As we wait nervously for the November 23rd budget that Chancellor ‘Kamikwasi’ Kwarteng has strongly hinted will contain brutal spending cuts to balance his gifts of billions to energy companies and to the richest one percent, the prospect of further outright cuts to the NHS raises the question of building new campaigns across the country. NHS Under Siege – which is sub-titled The fight to defend it in the age of Covid –devotes a chapter to the “long, honourable tradition” of fighting back, and gives a profile of some of the most useful campaigning bodies.
Further depth is added by a dozen chapters by experts on different aspects of the developing situation, public health experts, union leaders, and expert witnesses to the People’s Covid Inquiry organised last year by Keep Our NHS Public.
With the NHS facing the most serious-ever threat to its future, the message from NHS Under Siege is “don’t mourn: organise”. Defeatist, ultra-left approaches, which exaggerate the scale of privatisation, suggest the NHS has already been abolished and ignore the political constraints on the radical right are rejected. All they achieve is demoralising people who should be fighting back.

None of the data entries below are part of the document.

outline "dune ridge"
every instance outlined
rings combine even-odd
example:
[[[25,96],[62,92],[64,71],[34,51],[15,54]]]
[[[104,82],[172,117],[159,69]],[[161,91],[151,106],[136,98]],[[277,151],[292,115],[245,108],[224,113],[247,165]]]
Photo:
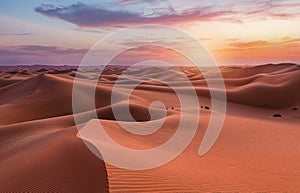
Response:
[[[135,121],[159,121],[166,110],[163,127],[147,136],[122,129],[113,113],[114,108],[126,110],[126,101],[111,103],[111,92],[127,67],[105,69],[96,86],[94,109],[105,131],[123,146],[158,147],[176,131],[183,108],[201,110],[200,117],[187,115],[191,120],[200,119],[200,123],[184,152],[166,165],[145,171],[105,163],[87,149],[78,135],[74,116],[81,119],[82,125],[94,118],[93,109],[84,101],[91,100],[85,89],[92,87],[90,79],[98,79],[95,68],[79,72],[74,66],[0,67],[0,192],[300,191],[299,65],[221,67],[228,110],[219,139],[204,156],[198,155],[198,148],[213,110],[210,91],[214,90],[207,87],[205,77],[216,84],[222,81],[216,78],[214,68],[200,73],[193,67],[178,67],[194,88],[185,87],[174,69],[164,67],[130,69],[118,80],[116,95],[120,99],[132,84],[144,80],[130,96],[129,109]],[[76,73],[82,104],[81,111],[73,115]],[[176,93],[164,80],[183,93],[195,89],[200,106],[181,107]],[[149,105],[156,100],[165,108],[151,107],[159,115],[151,117]],[[135,126],[126,116],[118,121]]]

The NHS has not been ‘sold off’, and won’t be. Parts of it (far too many parts) have been contracted out. But the private sector has no appetite to buy up most of a loss-making, under-funded NHS – especially when they can cherry pick the bits of it they find most lucrative and know their contracts are backed by government funding.
Over the three decades since Margaret Thatcher tore up the post-war consensus on the welfare state, the NHS has been the least soft target of any of the public services. Governments wanting to cut its funding or contract out services have generally opted for more subtle salami tactics rather than outright attack. In many of our lifetimes we have seen it actually rebuilt from a parlous state: it can still be defended again and rebuilt with investment and a rolling back of privatisation.
NHS Under Siege keeps the faith and reminds us that there is still a lot of NHS to defend. Even for the richest there is no private sector alternative to most of the NHS, and the longer we wait the harder it will be to keep it safe and keep it public.